If you have a clear process in writing for how you handle these areas, this is a great step towards being GDPR-ready, and these documents can also be used to supplement induction training for new starts at your company. However, you will also need to ensure you embed the correct behaviour by helping new starts establish what these GDPR-friendly procedures look like in practice from day one and not influenced by any bad habits that the more established recruiters may find harder to let go of!
Looking for more guidance on how to prepare your recruitment agency for GDPR? We have you covered.
- Review your procedures
GDPR roll-out is the perfect opportunity to take time to review, and in some cases reassess, some of your procedures. Are you focussing on targeting the right candidates over spraying and praying? Are you taking steps to support and refocus any recruiters on your team who are running around like headless chickens, too busy to stop for breath? Make time to asses what’s working for your business and what’s not, then you can work any changes into your GDPR strategy to make it scalable.
A great by-product of the GDPR is that it will (or should!) transform the way your team thinks about data collection and data processing, and this will create a genuine culture of professionalism where your recruiters take pride in their engaged database and strong candidate networks.

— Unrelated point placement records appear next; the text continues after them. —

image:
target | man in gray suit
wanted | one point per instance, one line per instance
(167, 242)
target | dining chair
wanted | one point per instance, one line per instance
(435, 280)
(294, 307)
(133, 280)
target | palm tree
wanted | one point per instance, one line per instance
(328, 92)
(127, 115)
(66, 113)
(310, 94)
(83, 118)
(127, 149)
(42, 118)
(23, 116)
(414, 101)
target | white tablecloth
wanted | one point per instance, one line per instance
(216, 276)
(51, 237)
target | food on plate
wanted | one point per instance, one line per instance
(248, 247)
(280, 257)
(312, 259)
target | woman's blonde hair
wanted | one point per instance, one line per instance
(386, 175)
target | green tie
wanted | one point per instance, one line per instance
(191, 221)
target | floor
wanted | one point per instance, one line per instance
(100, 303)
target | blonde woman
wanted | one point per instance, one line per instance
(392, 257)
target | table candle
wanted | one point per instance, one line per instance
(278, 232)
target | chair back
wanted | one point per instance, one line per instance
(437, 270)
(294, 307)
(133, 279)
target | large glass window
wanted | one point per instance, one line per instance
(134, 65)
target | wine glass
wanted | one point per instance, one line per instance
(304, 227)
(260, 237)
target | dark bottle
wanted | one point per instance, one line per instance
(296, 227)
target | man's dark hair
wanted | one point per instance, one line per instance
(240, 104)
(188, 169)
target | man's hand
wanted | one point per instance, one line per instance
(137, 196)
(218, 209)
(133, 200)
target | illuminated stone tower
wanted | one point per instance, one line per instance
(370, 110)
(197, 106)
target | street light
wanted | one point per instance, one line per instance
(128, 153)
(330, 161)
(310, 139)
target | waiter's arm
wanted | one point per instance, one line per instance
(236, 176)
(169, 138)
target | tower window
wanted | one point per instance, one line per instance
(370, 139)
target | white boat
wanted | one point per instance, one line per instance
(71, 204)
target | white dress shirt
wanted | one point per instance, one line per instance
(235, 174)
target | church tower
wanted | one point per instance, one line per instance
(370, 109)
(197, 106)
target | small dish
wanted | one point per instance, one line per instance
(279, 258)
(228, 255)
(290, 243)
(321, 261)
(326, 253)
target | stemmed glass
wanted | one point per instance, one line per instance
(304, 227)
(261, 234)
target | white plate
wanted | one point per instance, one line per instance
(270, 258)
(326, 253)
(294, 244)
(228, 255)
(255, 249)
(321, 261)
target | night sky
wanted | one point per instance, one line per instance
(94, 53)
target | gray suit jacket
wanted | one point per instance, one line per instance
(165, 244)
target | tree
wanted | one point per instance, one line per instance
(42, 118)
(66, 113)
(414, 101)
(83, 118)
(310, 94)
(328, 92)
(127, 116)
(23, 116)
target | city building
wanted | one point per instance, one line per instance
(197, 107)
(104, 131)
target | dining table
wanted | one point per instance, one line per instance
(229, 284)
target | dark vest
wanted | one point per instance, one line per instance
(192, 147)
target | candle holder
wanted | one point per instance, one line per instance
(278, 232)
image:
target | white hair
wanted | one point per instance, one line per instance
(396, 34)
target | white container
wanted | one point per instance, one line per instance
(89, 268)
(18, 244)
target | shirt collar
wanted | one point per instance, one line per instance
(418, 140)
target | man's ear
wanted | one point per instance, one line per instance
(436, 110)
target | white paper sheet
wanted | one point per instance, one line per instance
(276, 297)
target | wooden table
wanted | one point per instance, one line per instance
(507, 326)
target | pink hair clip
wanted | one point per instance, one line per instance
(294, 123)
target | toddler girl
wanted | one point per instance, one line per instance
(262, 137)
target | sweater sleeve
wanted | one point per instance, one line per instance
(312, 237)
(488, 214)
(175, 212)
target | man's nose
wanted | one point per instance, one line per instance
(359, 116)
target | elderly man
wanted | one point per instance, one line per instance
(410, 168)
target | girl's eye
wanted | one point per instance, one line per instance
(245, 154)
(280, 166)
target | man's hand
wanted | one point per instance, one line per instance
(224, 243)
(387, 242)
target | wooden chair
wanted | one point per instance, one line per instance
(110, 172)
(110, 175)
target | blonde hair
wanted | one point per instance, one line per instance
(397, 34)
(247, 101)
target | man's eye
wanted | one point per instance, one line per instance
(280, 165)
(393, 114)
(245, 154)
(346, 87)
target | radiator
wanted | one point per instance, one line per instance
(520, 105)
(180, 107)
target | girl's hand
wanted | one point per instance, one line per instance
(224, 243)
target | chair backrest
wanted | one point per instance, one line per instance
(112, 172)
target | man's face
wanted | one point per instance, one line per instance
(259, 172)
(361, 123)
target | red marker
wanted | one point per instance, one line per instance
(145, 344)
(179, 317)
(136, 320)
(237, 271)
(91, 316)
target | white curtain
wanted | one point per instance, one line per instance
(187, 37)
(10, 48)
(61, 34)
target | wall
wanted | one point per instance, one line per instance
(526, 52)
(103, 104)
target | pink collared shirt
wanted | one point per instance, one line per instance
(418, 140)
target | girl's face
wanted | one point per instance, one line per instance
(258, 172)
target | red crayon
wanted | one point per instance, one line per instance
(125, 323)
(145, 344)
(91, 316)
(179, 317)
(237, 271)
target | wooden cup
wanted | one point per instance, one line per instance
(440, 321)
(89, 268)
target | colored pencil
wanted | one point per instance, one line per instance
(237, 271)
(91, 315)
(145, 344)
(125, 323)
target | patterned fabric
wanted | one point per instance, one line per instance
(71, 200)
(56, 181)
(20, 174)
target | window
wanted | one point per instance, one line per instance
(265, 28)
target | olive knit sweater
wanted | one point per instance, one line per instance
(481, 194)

The best recruitment teams will be agile enough to easily absorb the necessary GDPR changes into their processes, and use this time to align their team’s internal behaviours. Recruitment Systems will definitely be there to help, automate, prompt and enable your recruitment agency to eventually reach GDPR compliance, but recruitment managers will still need to invest time and effort into changing behaviours internally, prompting a greater cultural change to your business.